The various disciplines of finance are:

a) Investment Analysis & Portfolio Management: - Investment analysis deals with analysis of past investment
decision. It is very useful for successful portfolio management.

b) Capital Markets and Financial Institutions: - Source for raising funds, includes study of primary and secondary
markets and market participants like intermediaries.

c) International Finance: - International finance is the branch of financial economics broadly concerned with
monetary and macroeconomic interrelations between two or more countries. It examines the dynamics of the global
financial system, international monetary systems, balance of payments, exchange rates, foreign direct investment,
and how these topics relate to international trade.

d) Financial Services: - It involves study of banks, credit card companies, insurance companies, consumer finance
companies, stock brokerages, investment funds and some government sponsored enterprises.

e) Corporate Finance: - Corporate finance is the discipline of finance involving various money related decisions and
tools and methods which a firm uses for investment-financing decisions.

f) Personal Finance: - Principles of finance applicable to individuals for consumer loans, mutual funds, shares,
insurance, tax etc.

g) Real-Estate Finance: - Allocation and generation through investment in real estate business.

h) Public Finance: - Related to government and its enterprises, may disinvestment decisions, fiscal policies etc.
Finance was evolved through economics and even now, it has no unique body of knowledge. It draws heavily from
other disciplines.
UNIT-II
1. a. How can one become millionaire using the power of compounding?

b. Your brother has offered to give you $5,000 after one year or $10,000 after 9 years. if the interest rate is 6% which
offer is the preferred one?

2. a. What do you understand by effective rate of interest?

b. A bank offers 8% nominal rate of interest with quarterly compounding what is the effective rate of interest?

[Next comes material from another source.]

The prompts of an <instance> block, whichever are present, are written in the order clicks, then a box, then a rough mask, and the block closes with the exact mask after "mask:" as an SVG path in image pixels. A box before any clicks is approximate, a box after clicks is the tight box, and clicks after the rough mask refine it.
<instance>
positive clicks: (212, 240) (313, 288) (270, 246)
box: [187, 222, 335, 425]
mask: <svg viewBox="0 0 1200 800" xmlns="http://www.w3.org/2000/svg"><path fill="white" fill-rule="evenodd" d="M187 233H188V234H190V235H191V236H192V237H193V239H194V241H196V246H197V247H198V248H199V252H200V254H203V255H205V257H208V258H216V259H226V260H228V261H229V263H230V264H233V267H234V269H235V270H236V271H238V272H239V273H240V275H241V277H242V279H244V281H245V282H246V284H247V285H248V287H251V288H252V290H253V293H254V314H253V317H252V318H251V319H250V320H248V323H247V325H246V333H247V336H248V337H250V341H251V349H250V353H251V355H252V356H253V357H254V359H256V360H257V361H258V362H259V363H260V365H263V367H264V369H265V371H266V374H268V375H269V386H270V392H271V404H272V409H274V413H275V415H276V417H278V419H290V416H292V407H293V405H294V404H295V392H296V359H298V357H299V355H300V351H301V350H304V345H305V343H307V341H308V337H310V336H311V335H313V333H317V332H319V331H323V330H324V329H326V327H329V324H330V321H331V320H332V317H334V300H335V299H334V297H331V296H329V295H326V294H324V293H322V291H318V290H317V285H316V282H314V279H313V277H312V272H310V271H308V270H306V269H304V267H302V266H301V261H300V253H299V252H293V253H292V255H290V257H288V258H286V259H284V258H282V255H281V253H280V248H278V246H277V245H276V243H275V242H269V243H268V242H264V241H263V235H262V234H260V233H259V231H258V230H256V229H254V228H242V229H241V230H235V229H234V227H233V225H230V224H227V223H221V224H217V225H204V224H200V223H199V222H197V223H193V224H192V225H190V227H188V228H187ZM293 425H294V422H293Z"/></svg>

3. a. Why learning Time value of Money concepts is important?

b. If we deposit Rs. 1,000 today calculate the time taken for the deposit to double if the interest rate is 10% ,
compounded annually , using

a. Future value method b. Rule 72 c. Rule 69

4. a. What do understand by ‘amortization‘?

b. Against a house, mortgage loan is obtained for Rs. 10,00,000 for 15 years and at annual interest of 12%. What is
the annual payment?

5.a. What is yield to maturity for a bond?

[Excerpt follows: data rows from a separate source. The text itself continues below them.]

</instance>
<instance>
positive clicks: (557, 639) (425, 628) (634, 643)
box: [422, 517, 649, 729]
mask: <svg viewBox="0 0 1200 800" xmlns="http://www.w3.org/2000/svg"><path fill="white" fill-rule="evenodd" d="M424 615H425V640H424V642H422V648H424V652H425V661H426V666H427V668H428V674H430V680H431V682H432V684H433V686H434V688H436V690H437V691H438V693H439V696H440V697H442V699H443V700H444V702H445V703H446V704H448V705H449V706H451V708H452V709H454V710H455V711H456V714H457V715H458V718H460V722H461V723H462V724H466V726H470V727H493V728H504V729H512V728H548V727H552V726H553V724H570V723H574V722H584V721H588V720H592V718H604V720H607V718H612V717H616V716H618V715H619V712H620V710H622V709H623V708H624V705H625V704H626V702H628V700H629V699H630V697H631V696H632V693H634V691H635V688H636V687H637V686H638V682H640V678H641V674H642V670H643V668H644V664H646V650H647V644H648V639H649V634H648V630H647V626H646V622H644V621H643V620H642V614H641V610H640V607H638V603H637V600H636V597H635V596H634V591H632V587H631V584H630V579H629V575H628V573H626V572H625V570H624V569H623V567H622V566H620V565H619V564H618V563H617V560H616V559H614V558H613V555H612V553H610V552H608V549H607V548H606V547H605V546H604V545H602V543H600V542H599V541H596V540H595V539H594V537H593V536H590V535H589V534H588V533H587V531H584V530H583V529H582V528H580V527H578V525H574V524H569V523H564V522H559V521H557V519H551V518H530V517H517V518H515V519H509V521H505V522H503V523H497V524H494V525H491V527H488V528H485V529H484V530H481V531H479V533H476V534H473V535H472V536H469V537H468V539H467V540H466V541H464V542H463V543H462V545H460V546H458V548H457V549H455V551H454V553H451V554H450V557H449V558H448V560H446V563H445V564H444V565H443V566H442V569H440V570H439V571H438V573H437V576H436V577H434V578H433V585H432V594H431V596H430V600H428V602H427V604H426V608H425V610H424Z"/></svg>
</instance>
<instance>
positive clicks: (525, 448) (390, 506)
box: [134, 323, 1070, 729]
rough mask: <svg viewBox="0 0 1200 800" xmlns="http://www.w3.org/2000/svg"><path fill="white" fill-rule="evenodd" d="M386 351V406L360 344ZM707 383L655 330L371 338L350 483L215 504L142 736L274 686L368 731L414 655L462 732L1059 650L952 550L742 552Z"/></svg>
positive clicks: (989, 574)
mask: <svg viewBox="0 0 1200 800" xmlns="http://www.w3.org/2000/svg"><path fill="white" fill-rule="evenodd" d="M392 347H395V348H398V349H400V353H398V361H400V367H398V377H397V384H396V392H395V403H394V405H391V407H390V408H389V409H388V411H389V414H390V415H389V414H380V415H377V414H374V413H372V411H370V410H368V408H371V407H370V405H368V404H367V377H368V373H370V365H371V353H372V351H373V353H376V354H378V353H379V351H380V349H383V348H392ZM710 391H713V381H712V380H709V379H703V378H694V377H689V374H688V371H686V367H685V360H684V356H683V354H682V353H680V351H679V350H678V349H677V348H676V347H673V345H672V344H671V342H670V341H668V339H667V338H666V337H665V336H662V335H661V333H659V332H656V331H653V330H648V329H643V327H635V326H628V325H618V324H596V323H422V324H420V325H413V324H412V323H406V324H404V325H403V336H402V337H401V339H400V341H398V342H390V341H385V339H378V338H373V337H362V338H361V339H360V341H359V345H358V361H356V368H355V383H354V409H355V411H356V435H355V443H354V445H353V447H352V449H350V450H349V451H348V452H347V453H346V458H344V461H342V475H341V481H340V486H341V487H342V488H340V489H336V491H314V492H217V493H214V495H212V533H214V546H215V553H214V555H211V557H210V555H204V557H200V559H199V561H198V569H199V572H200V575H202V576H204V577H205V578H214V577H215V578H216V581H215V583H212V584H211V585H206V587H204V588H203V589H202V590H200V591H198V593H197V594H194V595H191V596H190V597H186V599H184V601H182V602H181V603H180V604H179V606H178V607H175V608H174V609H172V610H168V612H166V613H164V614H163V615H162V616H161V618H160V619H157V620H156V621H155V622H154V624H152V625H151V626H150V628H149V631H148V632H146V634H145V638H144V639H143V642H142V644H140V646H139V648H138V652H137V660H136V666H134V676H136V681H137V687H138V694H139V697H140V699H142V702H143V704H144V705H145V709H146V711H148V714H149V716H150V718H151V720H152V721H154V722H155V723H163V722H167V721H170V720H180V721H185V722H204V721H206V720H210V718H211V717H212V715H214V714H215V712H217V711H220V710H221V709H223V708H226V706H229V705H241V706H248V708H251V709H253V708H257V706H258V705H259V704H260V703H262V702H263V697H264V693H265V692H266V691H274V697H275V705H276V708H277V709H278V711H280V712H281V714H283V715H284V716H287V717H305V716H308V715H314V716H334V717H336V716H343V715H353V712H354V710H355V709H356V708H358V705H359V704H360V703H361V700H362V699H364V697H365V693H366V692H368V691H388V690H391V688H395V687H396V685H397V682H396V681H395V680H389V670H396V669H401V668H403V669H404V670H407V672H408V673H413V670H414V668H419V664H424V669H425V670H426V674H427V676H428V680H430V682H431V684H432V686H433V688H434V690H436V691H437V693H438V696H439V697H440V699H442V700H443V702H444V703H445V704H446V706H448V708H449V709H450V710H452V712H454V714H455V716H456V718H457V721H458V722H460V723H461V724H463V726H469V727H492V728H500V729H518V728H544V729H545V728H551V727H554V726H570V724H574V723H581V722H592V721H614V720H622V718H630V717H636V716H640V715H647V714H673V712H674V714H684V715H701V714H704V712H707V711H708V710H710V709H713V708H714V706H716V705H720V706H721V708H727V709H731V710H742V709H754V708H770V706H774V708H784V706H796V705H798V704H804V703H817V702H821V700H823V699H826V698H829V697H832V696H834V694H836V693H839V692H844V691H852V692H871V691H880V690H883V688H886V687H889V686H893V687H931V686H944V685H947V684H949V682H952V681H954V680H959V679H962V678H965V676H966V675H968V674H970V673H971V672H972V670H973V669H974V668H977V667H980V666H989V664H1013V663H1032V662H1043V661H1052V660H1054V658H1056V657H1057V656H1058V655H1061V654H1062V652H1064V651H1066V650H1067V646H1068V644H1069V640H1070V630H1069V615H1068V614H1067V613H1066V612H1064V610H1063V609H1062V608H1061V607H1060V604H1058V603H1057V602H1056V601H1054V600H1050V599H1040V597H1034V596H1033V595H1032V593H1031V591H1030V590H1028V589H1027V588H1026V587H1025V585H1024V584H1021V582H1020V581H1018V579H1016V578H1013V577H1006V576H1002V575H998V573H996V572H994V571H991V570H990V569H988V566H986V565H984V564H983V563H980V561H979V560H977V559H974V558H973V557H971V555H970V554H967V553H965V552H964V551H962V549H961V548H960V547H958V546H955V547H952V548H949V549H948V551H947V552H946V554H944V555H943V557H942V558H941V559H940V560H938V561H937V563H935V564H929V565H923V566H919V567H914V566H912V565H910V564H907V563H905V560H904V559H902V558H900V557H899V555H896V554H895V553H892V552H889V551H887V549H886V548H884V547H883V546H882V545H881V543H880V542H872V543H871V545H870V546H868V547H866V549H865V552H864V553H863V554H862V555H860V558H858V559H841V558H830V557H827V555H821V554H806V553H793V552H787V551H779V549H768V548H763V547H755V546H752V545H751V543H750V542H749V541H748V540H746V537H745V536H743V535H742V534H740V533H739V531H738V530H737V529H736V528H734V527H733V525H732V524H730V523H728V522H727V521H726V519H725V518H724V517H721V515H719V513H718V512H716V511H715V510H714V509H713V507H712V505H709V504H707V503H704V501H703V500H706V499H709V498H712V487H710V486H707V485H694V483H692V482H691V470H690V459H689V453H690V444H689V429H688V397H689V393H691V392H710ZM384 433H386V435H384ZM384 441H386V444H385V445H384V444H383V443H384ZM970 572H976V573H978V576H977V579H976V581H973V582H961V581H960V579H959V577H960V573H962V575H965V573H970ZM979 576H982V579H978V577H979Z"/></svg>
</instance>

b. A five-year, $1000 bond with an 8% coupon rate and semi-annual coupons is trading for a price of $1035. What is
the bond’s yield to maturity?

6.a. What do you understand by dividend discount model?

b. Hal wants to buy 500 shares of Xenon Corporation’s common stock. Xenon’s next dividend payable one year from
today, is expected to be $3.50 per share. The dividend is expected to grow at a 2 percent rate for the foreseeable
future.

i) If the investor-required rate of return is 16 percent, what will be the price per share of Xenon’s common stock
today?

ii) Hal expects to hold the stock for only two years. What is the estimated selling price of the stock two years from
today?

7. a. What is an annuity ? How does is differ from a perpetuity ?

b. How can you calculate the present value of an annuity using perpetuities ?

8. A company will pay a dividend of $1.50 this year. Dividends are expected to grow by 6% per year. If equity cost of
capital is 10% what is the price per share.